Kafeel, who rammed the explosive-laden jeep into the Glasgow airport, his younger brother Sabeel and his cousin Haneef were arrested by the UK and Australian Federal police respectively for "knowing about the plot". The three happened to be Bangaloreans.
   
The hi-tech city was again in the limelight when the two persons arrested in connection with August 25 blasts in Hyderabad were subjected to narco tests for two days here.
   
The duo were suspected to be the aides of Bangladeshi national Mohammad Sharifuddin alias Hamza, the mastermind behind the twin blasts.
   
In the case of UK "terror links", the family members of Kafeel, Sabeel and Haneef were put under the scanner by the police. They maintained they had no knowledge about the terror plot and insisted that their sons could not be involved in the failed bomb attacks in London and Glasgow.
   
Thanks to the government's intervention, Kafeel's cousin Mohammad Haneef was exonerated of terrorism charges and released by the Australian police after being in their custody for almost four weeks. The federal court in Australia has now restored Haneef's visa and he can return to that country.

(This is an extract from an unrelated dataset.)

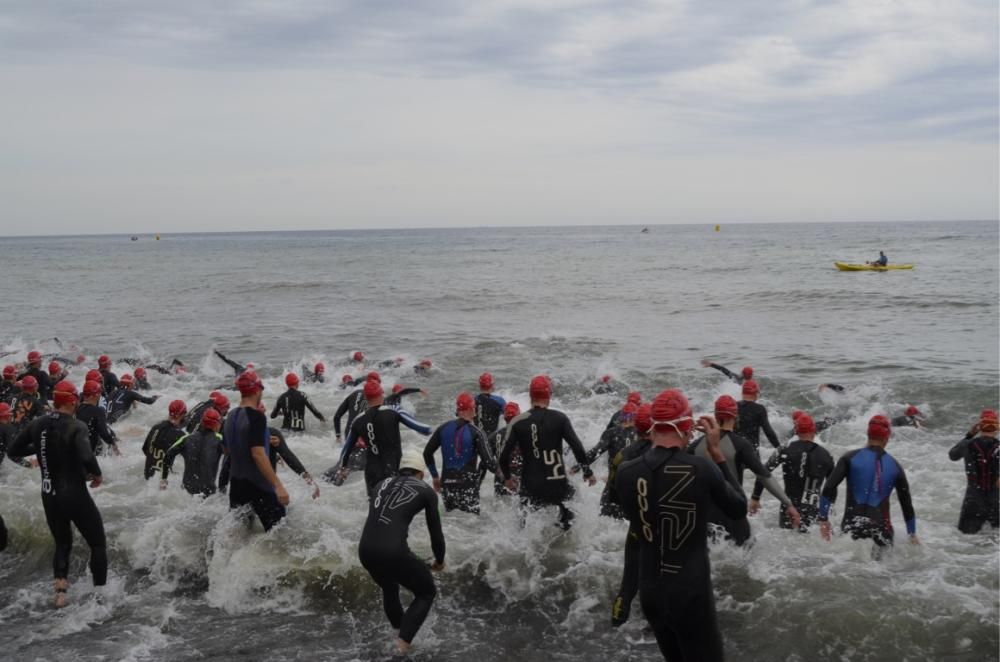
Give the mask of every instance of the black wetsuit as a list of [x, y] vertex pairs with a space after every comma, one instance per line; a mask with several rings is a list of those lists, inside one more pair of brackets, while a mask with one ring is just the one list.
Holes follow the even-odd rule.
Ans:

Kafeel came to Britain in 2001 and entered Queen's university in Belfast, Northern Ireland, to study aeronautical engineering. He then attended Angila Ruskin University in Chelmsford, England for post-graduate work on tactile technology to help visually impaired.
      
He was described by colleagues as a conscientious student who kept to himself.

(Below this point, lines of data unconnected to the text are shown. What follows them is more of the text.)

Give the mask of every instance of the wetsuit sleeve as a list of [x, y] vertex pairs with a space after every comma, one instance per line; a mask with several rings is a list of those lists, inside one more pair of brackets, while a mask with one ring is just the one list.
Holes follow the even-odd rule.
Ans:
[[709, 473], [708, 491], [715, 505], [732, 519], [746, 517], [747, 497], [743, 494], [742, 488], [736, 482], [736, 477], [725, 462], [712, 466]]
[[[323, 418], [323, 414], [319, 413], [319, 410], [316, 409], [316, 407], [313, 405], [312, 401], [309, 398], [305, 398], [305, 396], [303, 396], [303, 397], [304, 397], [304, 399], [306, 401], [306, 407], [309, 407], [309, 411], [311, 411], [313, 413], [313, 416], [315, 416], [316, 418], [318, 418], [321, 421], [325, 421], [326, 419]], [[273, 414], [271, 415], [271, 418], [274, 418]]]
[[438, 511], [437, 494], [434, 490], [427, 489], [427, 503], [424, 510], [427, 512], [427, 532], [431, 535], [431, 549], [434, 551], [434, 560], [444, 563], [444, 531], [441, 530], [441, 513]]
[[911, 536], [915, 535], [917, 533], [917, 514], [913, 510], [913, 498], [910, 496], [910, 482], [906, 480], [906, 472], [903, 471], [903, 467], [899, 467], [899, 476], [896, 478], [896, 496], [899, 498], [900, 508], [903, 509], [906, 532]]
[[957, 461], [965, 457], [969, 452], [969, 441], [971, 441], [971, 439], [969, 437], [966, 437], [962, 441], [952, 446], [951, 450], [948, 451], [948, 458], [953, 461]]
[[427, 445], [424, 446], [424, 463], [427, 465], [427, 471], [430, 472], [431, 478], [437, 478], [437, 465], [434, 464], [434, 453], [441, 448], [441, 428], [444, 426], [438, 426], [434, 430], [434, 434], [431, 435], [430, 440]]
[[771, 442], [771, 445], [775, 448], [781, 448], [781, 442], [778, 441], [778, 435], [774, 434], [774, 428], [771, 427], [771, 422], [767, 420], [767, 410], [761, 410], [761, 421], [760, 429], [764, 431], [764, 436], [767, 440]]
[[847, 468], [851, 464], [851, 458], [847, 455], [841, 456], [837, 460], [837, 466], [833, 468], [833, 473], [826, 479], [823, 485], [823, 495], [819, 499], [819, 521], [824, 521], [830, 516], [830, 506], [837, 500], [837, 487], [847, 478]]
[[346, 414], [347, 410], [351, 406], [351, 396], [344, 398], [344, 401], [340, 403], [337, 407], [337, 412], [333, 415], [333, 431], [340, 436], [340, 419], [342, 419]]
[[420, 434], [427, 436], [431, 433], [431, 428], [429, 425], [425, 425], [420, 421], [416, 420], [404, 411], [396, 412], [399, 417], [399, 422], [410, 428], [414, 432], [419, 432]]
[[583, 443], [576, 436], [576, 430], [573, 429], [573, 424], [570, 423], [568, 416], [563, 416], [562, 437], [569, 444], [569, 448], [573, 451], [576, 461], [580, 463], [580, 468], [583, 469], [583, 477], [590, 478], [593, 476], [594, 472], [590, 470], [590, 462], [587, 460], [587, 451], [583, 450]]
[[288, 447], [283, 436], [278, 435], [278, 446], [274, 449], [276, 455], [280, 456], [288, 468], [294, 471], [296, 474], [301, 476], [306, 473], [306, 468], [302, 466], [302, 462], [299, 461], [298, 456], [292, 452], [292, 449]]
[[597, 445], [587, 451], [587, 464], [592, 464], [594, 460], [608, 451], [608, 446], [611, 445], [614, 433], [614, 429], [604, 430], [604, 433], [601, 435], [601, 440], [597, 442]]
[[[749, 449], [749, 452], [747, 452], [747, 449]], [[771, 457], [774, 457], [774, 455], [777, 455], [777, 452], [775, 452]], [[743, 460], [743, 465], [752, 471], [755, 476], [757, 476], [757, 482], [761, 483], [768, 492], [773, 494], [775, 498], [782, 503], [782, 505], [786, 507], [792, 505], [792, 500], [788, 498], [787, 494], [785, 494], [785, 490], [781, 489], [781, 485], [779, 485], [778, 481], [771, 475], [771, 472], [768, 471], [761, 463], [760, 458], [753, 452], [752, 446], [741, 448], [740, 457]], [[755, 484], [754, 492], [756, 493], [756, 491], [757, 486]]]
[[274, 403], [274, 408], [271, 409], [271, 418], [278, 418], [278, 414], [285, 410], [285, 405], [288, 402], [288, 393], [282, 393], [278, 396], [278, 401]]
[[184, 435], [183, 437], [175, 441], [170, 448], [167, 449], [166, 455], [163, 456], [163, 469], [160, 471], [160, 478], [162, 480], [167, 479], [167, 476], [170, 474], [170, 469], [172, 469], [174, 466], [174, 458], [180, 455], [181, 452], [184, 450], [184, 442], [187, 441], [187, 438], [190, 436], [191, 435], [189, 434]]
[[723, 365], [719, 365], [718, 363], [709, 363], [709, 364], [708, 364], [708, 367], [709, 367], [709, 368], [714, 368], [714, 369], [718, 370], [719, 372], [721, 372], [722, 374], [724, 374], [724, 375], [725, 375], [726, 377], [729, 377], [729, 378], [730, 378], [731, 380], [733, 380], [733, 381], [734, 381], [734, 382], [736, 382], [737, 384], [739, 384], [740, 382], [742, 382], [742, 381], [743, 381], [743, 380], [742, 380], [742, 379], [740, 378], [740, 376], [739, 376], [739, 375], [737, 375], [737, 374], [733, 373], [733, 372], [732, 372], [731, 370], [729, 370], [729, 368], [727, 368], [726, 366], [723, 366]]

The only information that the Ahmeds had was that Kafeel was working on a confidential project on global warming, but they had no clues about the project.
      
Initially, the Ahmeds could not acknowledge Kafeel as their son who was battling for his life in a London hospital, having suffered ninety per cent burns.
      
The middle class neighbourhood of the Ahmeds could only say that the family was "well-respected and their sons had a good conduct, except they were introverts".
      
This refrain was still doing the rounds when two high capacity hard discs were seized from the Ahmeds' residence which contained inflammatory material on Jehad and Islamic fundamentalism, but no information about the plot.
      
Kafeel's body, claimed by his family from the Glasgow infirmary almost two months after his death, was ultimately buried in Glasgow.